What This Means for Organizations
For companies using Zscaler and similar services:
Immediate Actions:
- Review your vendor contracts for AI training clauses
- Understand whether vendors are processing your data as controllers for AI purposes
- Assess your own GDPR obligations for vendor data processing
Strategic Considerations:
- Explicit model-training clauses: Prohibit any use of customer-identifiable data for third-party model training unless explicitly consented to in writing
- Implement vendor auditing procedures for AI development activities
- Consider data residency and sovereignty implications

The Road Ahead
While the CNIL's guidance provides welcome clarity on how legitimate interest can support GDPR compliance during AI training, it does not attempt to resolve adjacent legal or strategic questions. The Zscaler controversy highlights the urgent need for:
- Clearer regulatory guidance on processor-to-controller transitions in AI contexts
- Industry standards for transparency in AI training by service providers
- Better contractual frameworks that anticipate AI development uses
- Technical solutions for privacy-preserving AI training
Conclusion
The Zscaler case represents more than a single company's misstep—it's a preview of the regulatory challenges facing the entire cybersecurity industry as AI becomes central to service delivery. Zero trust underpins the Zscaler USP, with the Z in its company name standing for zero. But when it comes to AI training transparency, the industry may need to rebuild that trust from the ground up.

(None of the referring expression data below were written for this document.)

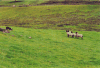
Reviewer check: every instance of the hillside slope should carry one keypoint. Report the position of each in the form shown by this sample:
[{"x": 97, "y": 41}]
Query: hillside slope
[
  {"x": 73, "y": 17},
  {"x": 48, "y": 48}
]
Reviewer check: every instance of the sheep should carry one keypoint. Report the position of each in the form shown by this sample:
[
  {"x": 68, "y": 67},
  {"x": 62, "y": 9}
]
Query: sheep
[
  {"x": 78, "y": 35},
  {"x": 70, "y": 33},
  {"x": 8, "y": 28}
]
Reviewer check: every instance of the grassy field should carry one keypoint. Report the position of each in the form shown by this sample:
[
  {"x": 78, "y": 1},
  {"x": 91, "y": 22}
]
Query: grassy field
[
  {"x": 48, "y": 49},
  {"x": 73, "y": 17}
]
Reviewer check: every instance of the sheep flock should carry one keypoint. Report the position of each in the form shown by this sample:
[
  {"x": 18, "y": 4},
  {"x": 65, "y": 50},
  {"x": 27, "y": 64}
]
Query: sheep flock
[{"x": 76, "y": 35}]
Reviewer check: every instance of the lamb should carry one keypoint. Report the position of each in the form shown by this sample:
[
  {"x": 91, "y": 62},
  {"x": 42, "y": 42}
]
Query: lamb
[
  {"x": 70, "y": 33},
  {"x": 78, "y": 35},
  {"x": 8, "y": 28}
]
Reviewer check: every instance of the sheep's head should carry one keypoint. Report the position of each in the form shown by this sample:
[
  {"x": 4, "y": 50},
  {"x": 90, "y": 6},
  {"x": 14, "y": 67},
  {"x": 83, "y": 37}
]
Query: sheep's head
[{"x": 76, "y": 32}]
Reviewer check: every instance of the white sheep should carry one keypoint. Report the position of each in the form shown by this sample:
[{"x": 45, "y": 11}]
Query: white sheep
[
  {"x": 70, "y": 33},
  {"x": 14, "y": 6}
]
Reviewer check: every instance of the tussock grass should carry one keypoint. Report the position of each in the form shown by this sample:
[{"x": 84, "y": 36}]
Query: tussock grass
[{"x": 48, "y": 48}]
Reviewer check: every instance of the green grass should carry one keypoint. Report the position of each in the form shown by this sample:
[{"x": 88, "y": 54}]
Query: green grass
[
  {"x": 48, "y": 49},
  {"x": 52, "y": 17}
]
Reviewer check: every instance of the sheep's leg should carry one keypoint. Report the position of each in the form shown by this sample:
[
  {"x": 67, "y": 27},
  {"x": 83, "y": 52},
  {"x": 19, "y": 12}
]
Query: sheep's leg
[{"x": 68, "y": 35}]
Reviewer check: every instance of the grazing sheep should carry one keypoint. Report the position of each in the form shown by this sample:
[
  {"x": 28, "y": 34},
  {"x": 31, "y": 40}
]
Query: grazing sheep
[
  {"x": 4, "y": 30},
  {"x": 78, "y": 35},
  {"x": 69, "y": 33},
  {"x": 8, "y": 28},
  {"x": 14, "y": 6}
]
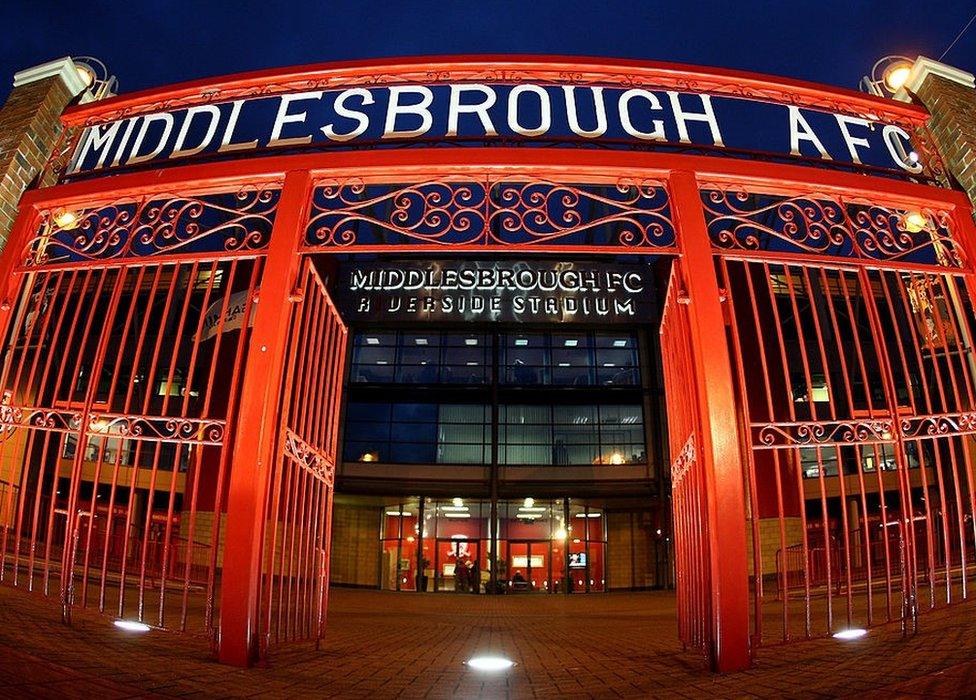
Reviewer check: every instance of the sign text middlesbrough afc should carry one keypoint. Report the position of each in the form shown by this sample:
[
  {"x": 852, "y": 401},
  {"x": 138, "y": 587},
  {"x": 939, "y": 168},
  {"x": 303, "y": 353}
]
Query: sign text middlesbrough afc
[{"x": 484, "y": 113}]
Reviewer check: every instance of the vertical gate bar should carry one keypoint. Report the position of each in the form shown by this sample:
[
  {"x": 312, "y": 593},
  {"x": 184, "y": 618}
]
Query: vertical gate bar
[
  {"x": 153, "y": 379},
  {"x": 133, "y": 305},
  {"x": 780, "y": 460},
  {"x": 39, "y": 388},
  {"x": 815, "y": 417},
  {"x": 858, "y": 284},
  {"x": 906, "y": 539},
  {"x": 966, "y": 362},
  {"x": 744, "y": 409},
  {"x": 226, "y": 454},
  {"x": 943, "y": 406},
  {"x": 257, "y": 428},
  {"x": 180, "y": 446},
  {"x": 71, "y": 531},
  {"x": 15, "y": 390},
  {"x": 130, "y": 515},
  {"x": 815, "y": 310},
  {"x": 770, "y": 407},
  {"x": 721, "y": 461},
  {"x": 830, "y": 301},
  {"x": 957, "y": 385},
  {"x": 194, "y": 468},
  {"x": 929, "y": 396}
]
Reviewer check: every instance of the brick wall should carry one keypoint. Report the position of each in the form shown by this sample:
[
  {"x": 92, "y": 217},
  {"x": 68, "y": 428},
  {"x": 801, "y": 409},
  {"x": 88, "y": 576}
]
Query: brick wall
[
  {"x": 29, "y": 128},
  {"x": 636, "y": 559},
  {"x": 355, "y": 545},
  {"x": 948, "y": 95}
]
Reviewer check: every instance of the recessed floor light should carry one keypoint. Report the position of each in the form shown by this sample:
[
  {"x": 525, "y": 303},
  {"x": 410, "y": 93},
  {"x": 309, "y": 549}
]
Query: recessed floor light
[
  {"x": 853, "y": 633},
  {"x": 489, "y": 663},
  {"x": 132, "y": 626}
]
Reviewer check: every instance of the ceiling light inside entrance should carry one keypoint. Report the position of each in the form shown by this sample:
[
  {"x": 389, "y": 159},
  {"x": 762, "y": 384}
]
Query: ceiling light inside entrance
[
  {"x": 132, "y": 625},
  {"x": 853, "y": 633}
]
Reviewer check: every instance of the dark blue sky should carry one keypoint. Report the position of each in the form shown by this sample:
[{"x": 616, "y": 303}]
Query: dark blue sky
[{"x": 154, "y": 42}]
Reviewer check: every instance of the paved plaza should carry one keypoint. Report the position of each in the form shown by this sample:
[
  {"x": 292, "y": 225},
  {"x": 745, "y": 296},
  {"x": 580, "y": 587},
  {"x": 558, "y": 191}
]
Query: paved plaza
[{"x": 385, "y": 645}]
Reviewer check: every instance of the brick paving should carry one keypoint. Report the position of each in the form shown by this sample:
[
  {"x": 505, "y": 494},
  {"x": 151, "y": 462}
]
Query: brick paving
[{"x": 385, "y": 645}]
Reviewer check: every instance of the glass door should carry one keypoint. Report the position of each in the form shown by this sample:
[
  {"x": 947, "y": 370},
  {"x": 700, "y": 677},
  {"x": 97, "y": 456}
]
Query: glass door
[
  {"x": 458, "y": 566},
  {"x": 528, "y": 566}
]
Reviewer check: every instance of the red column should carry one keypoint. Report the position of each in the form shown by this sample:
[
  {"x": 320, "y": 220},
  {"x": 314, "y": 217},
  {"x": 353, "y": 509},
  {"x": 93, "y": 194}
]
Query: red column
[
  {"x": 256, "y": 431},
  {"x": 721, "y": 458}
]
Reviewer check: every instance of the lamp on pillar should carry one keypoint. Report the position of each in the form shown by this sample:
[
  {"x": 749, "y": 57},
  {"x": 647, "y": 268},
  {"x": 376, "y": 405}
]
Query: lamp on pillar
[
  {"x": 100, "y": 84},
  {"x": 887, "y": 76}
]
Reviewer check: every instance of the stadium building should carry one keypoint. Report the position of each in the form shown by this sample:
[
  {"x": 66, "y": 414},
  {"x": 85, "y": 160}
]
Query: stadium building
[{"x": 489, "y": 326}]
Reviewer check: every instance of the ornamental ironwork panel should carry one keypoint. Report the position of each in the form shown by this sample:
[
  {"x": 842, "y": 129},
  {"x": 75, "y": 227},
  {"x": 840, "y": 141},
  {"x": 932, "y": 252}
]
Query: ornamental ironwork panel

The controversy also demonstrates the power of individual GDPR rights. A single, well-crafted data subject access request exposed gaps that could affect millions of users worldwide. As AI deployment accelerates, such scrutiny will likely intensify.
Organizations should prepare now: audit your vendor relationships, understand the data flows, and ensure your AI-powered security tools don't become compliance liabilities. In the age of AI-driven cybersecurity, trust must be not just zero—it must be earned through transparency, legal compliance, and respect for fundamental privacy rights.
This analysis is based on publicly available information and should not be considered legal advice. Organizations should consult qualified data protection counsel for specific compliance guidance.